Furthermore, since the auxiliary pump and the like are compactly housed in one oil pan, the degree of freedom in layout within the engine room is improved compared to the conventional case where two tanks are placed outside.

Furthermore, since a conventional switching valve is not required, deterioration in the durability and reliability of the device can be prevented.

[Brief explanation of drawings]

FIG. 1 is a sectional view of essential parts showing an embodiment of the present invention, FIG. 2 is a sectional view taken along the line TI-U in FIG. 1, and FIG. 3 is a sectional view taken along line I-II in FIG. 1.
The line sectional view and FIGS. 4A and 4B are sectional views of essential parts showing the operation of this embodiment. 2...Oil pan, 3...Oil pump, 3a...
- Suction port, 4... Suction vibe, 7... Scavenging pump (auxiliary pump), 9... Storage chamber.
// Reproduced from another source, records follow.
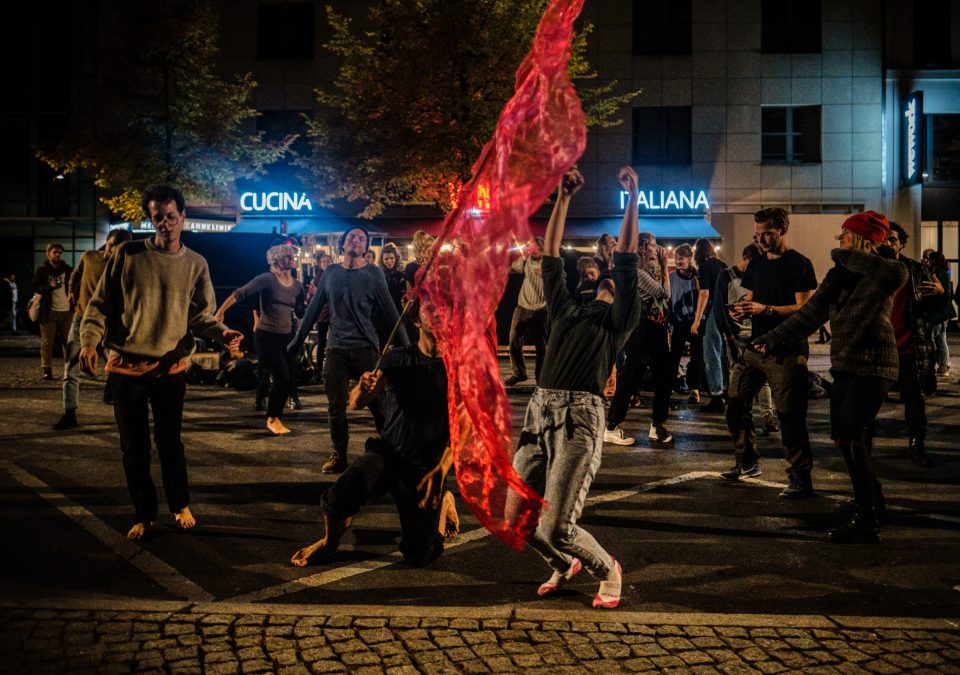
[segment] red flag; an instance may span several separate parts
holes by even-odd
[[[447,216],[433,259],[420,270],[419,295],[436,313],[449,379],[460,493],[484,527],[517,550],[536,528],[543,499],[511,464],[510,403],[497,362],[494,312],[515,237],[530,238],[528,219],[586,147],[583,110],[567,77],[582,6],[583,0],[547,6],[493,139]]]

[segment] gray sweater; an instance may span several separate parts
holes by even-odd
[[[813,297],[759,340],[775,354],[778,345],[805,338],[829,319],[833,369],[896,380],[900,359],[890,308],[907,280],[906,267],[852,249],[836,248],[830,255],[836,265]]]
[[[180,359],[193,336],[219,339],[207,261],[183,244],[161,251],[152,239],[131,241],[110,256],[80,324],[80,343],[133,359]]]

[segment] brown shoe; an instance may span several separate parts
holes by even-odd
[[[323,463],[320,469],[323,473],[343,473],[347,468],[347,458],[334,450],[330,453],[330,459]]]

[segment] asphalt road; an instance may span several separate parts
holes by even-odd
[[[814,368],[824,369],[823,348]],[[505,365],[505,364],[503,364]],[[404,565],[388,500],[355,519],[331,562],[298,569],[291,554],[321,534],[318,504],[331,478],[325,398],[303,390],[306,405],[269,436],[250,392],[188,390],[184,421],[191,508],[189,533],[164,516],[143,544],[124,538],[130,519],[112,408],[84,381],[82,426],[52,432],[58,383],[39,379],[33,358],[0,359],[0,594],[11,601],[187,599],[254,603],[419,605],[580,610],[595,582],[582,575],[543,601],[546,567],[486,535],[460,503],[462,534],[428,569]],[[514,424],[530,387],[511,391]],[[623,563],[623,607],[644,612],[960,616],[960,385],[928,401],[930,467],[905,457],[902,407],[885,405],[875,455],[891,507],[879,545],[824,541],[849,496],[842,459],[827,437],[826,401],[812,401],[815,487],[804,501],[778,498],[785,482],[778,438],[763,438],[763,476],[725,484],[732,464],[722,417],[679,397],[669,423],[676,444],[650,448],[646,409],[626,428],[636,447],[608,445],[581,523]],[[367,413],[351,417],[351,457],[373,431]],[[158,485],[159,467],[154,462]],[[163,503],[161,499],[161,504]]]

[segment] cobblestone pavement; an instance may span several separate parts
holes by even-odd
[[[0,619],[2,669],[960,672],[960,625],[941,620],[589,611],[571,615],[510,609],[432,610],[424,617],[417,608],[406,608],[409,615],[385,610],[380,616],[376,611],[357,616],[309,606],[266,610],[222,603],[166,604],[169,607],[149,611],[8,608]]]

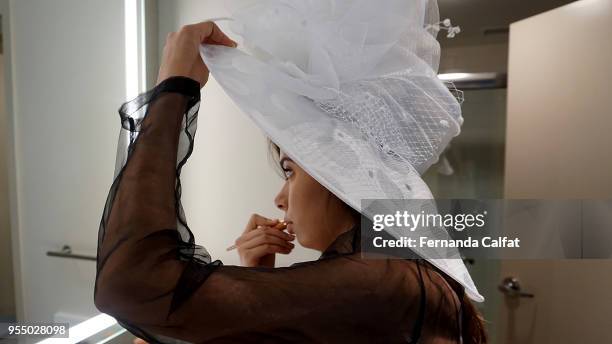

Figure 2G Figure 3

Claims (1)

[Claims] (1) In a lubricating system that supplies lubricating oil in an oil pan to various parts of an engine using an oil pump, an auxiliary pump is installed in the oil pan that is operated by the relief hydraulic pressure of the oil pump to scrape the lubricating oil in the oil pan. 1. A lubricating device for an internal combustion engine, comprising: a storage chamber for temporarily storing the scraped lubricating oil and having an interior communicating with a suction port of the oil pump.